Cinque anni fa l’uscita di Tutto il sapore che vuoi (Einaudi, 2019) fece parlare di una “svolta verde” per Antonino Cannavacciuolo. Ma, a distanza di tempo, è chiaro che quella definizione rischiava di semplificare e fraintendere: più che un cambio di rotta, il libro rappresentava una dichiarazione d’identità – un ritorno alle origini contadine e mediterranee, e alla quotidianità familiare.

Lo chiariva già lo stesso chef, nel 2019, rispondendo a una domanda durante la presentazione del volume a Torino: «A quando risale il suo amore per le verdure?». La risposta fu secca: «C’è da sempre. A Napoli di “erba” se ne mangia tanta, e così pomodori, melanzane. Poi mia moglie Cinzia in pratica è vegetariana al 95 per cento. E in Italia è una tradizione».
Una tradizione, appunto. Non una moda. «Ogni volta che si parla di cucina qui da noi, mettiamo di mezzo le radici, la nonna. Ma a casa mia a Napoli, quando ero bambino, il lunedì si mangiava pasta con i broccoli, il martedì parmigiana di melanzane, il mercoledì le cime di rapa e così via. Carne e pesce li vedevi un giorno o due a settimana. Quarant’anni fa si mangiava pochissima carne, poi con la grande distribuzione è stato tutto più facile e capita di mangiare dieci volte carne o pesce la settimana».
Quel libro non era un manifesto ideologico. Era, semmai, l’occasione per esaltare l’anima vegetale della cucina italiana e meridionale. Una creatività meno ovvia, meno codificata, ma altrettanto appagante: «Cucinare la carne è più scontato, codificato. Con la parte verde, vegetale, devi usare più creatività. Uno scampo, un filetto lo metti in padella ed è fatto. Con le verdure ci puoi scherzare, giocare. Poi è un libro colorato, perché alla fine le verdure sono colori».

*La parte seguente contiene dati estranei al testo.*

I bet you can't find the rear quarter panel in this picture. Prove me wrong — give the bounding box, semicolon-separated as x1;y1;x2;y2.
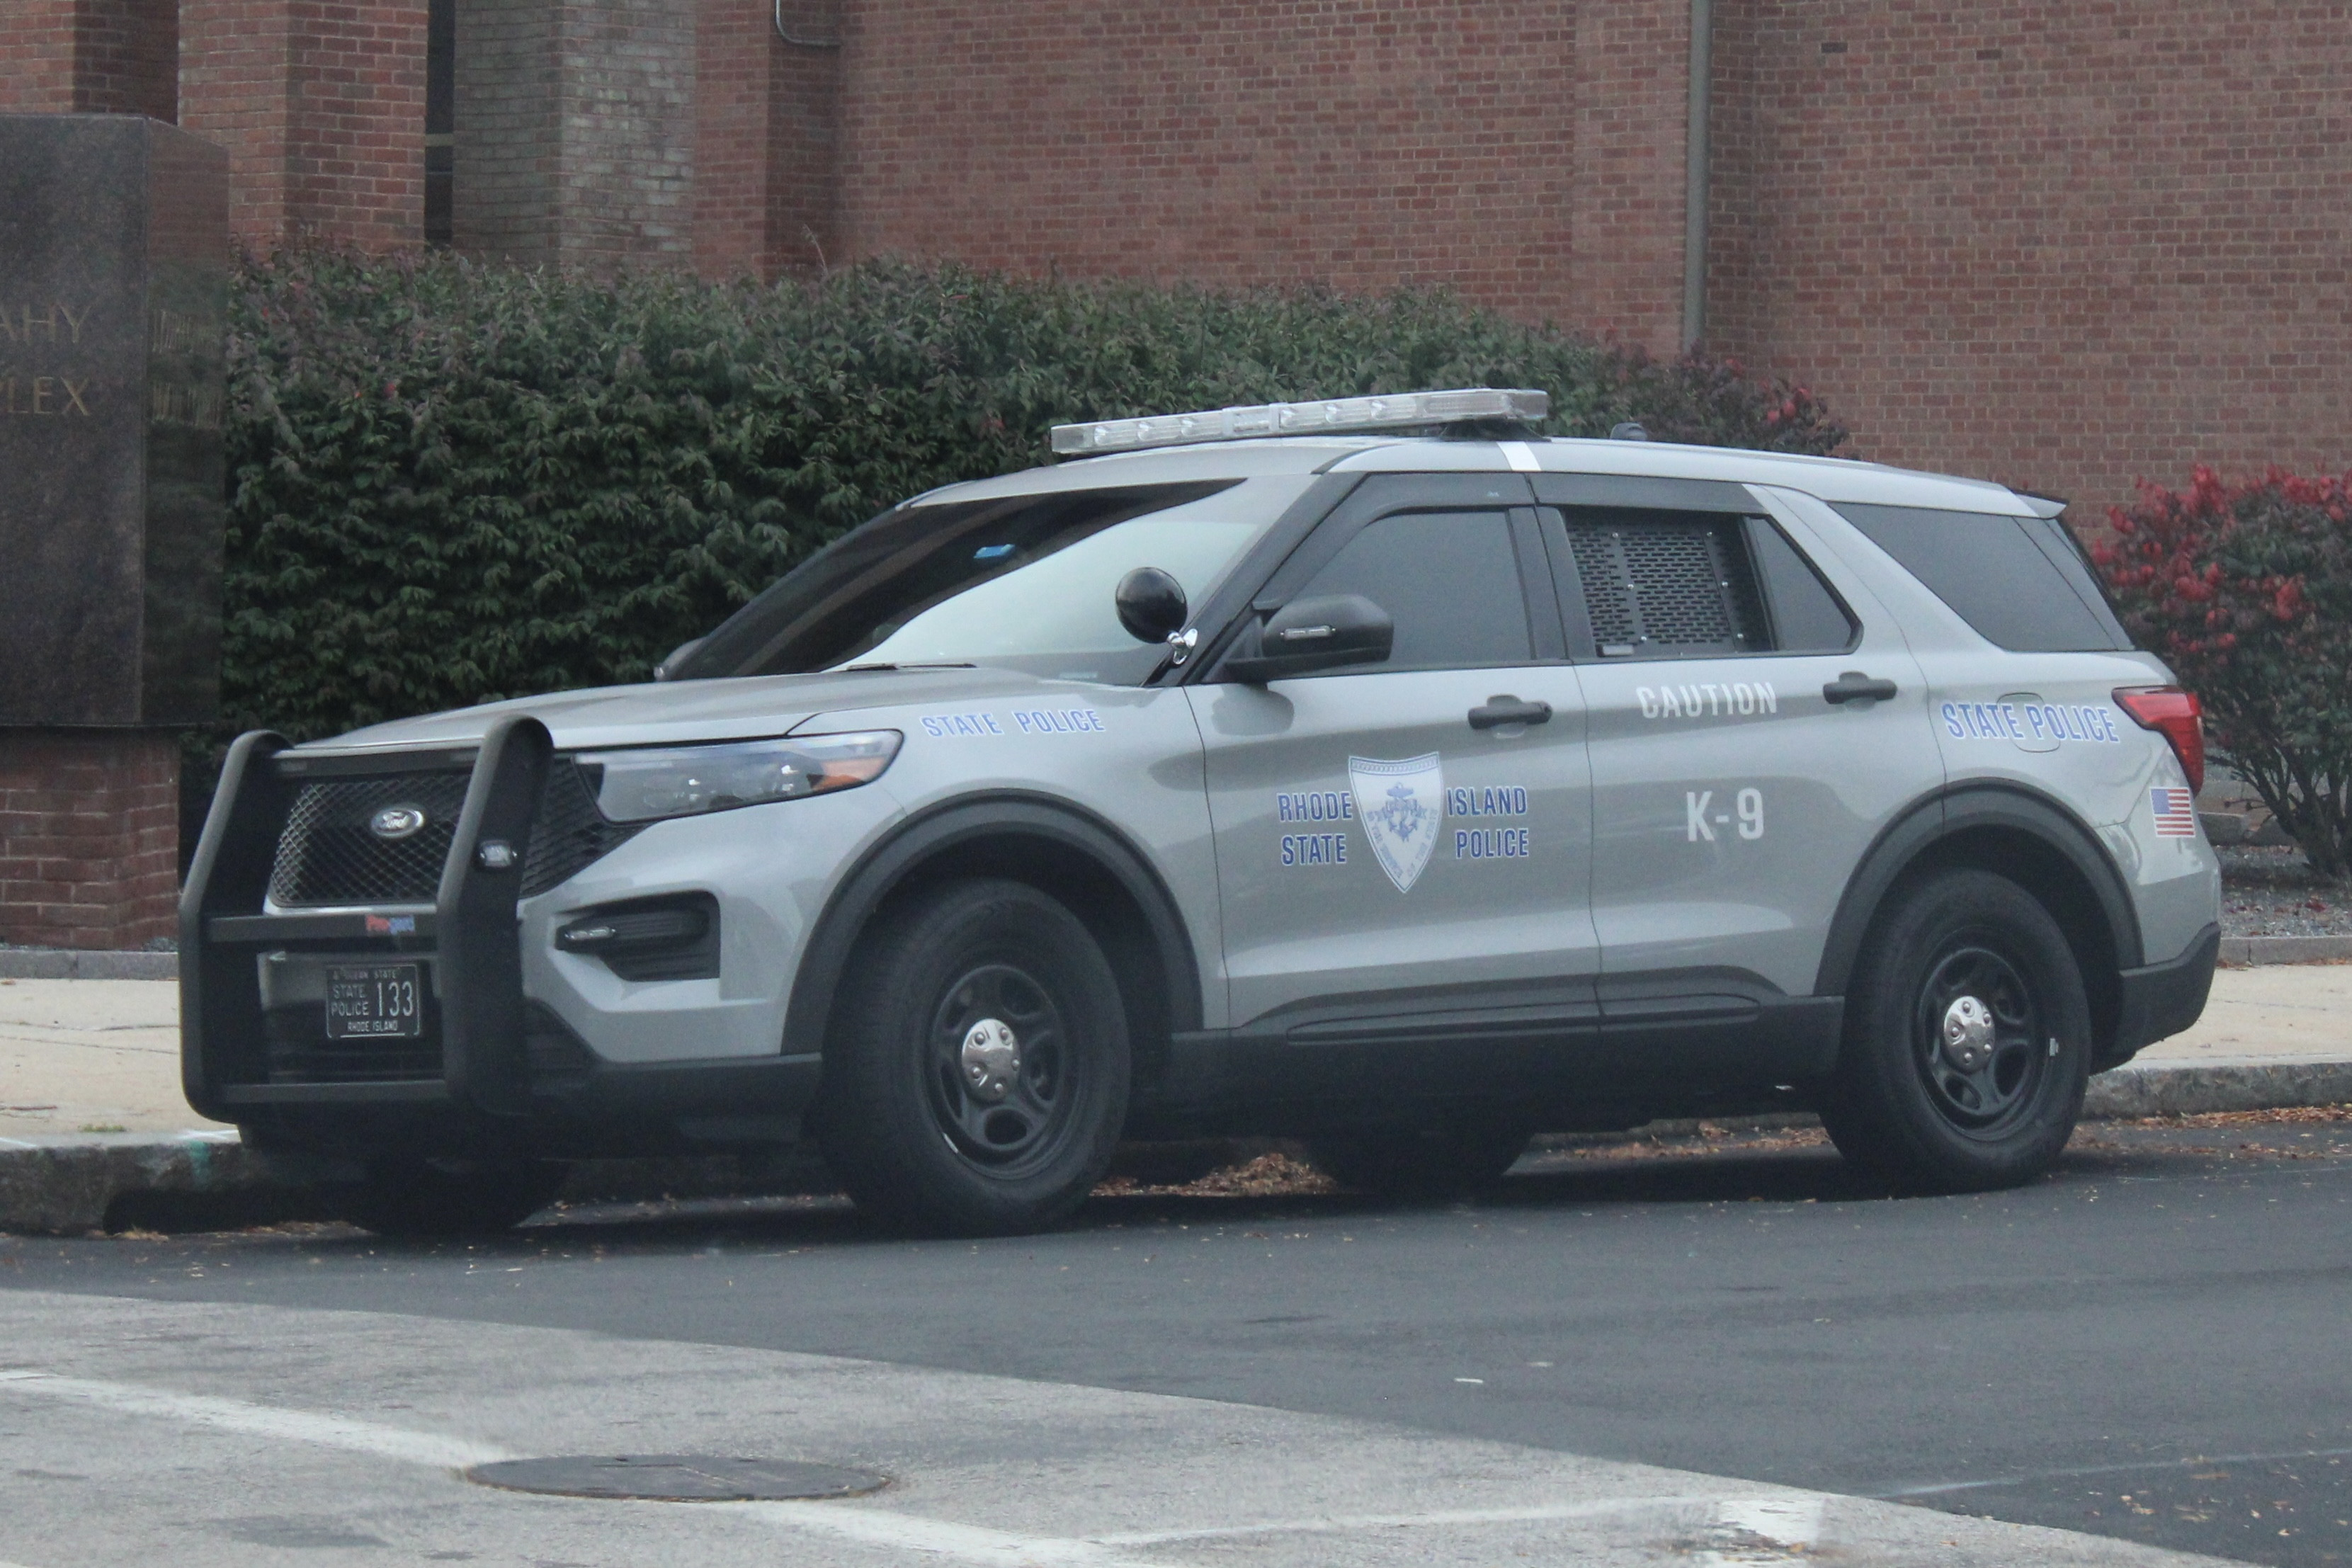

Il titolo del libro, Tutto il sapore che vuoi, è anche una dichiarazione di principio. «Il sedano rapa, marinato nel latte di capra, prende una nota animale, diventa quasi una carne. Così come il radicchio e la sua nota amara. Il titolo è Tutto il sapore che vuoi perché dalle verdure tiri fuori tutta la tavolozza dei gusti».
Nonostante la pubblicazione di questo libro abbia in parte fatto pensare a un cambio di rotta, Cannavacciuolo è rimasto fedele al proprio approccio. «Mi sono divertito molto a fare questo libro. […] Ogni tanto una grande bistecca o un grande piatto di pesce mi piace mangiarli. Ma sono sempre stato più per le verdure».
Una scelta che tocca anche il piano familiare. «Per i miei figli è diverso. […] Questi ragazzi sono più sensibili. Da bambino io non avevo tutte le attenzioni per gli animali che hanno loro adesso. Ed è un atteggiamento che crescerà sempre di più. Perché questi bambini oggi ci giocano con gli animali e giocandoci ne scoprono la fisicità e l’intelligenza. Scoprono che a molti di loro manca davvero solo la parola. E allora mangiarli diventa difficile».
Oggi, cinque anni dopo, non c’è ancora notizia di una nuova edizione aggiornata del volume, né di un secondo capitolo “vegetale”. Ma quell’esperimento rimane un tassello coerente nel percorso di uno chef che continua a portare in alta cucina l’eredità – semplice, colorata e quotidiana – di una cucina vegetale che è già dentro la tradizione.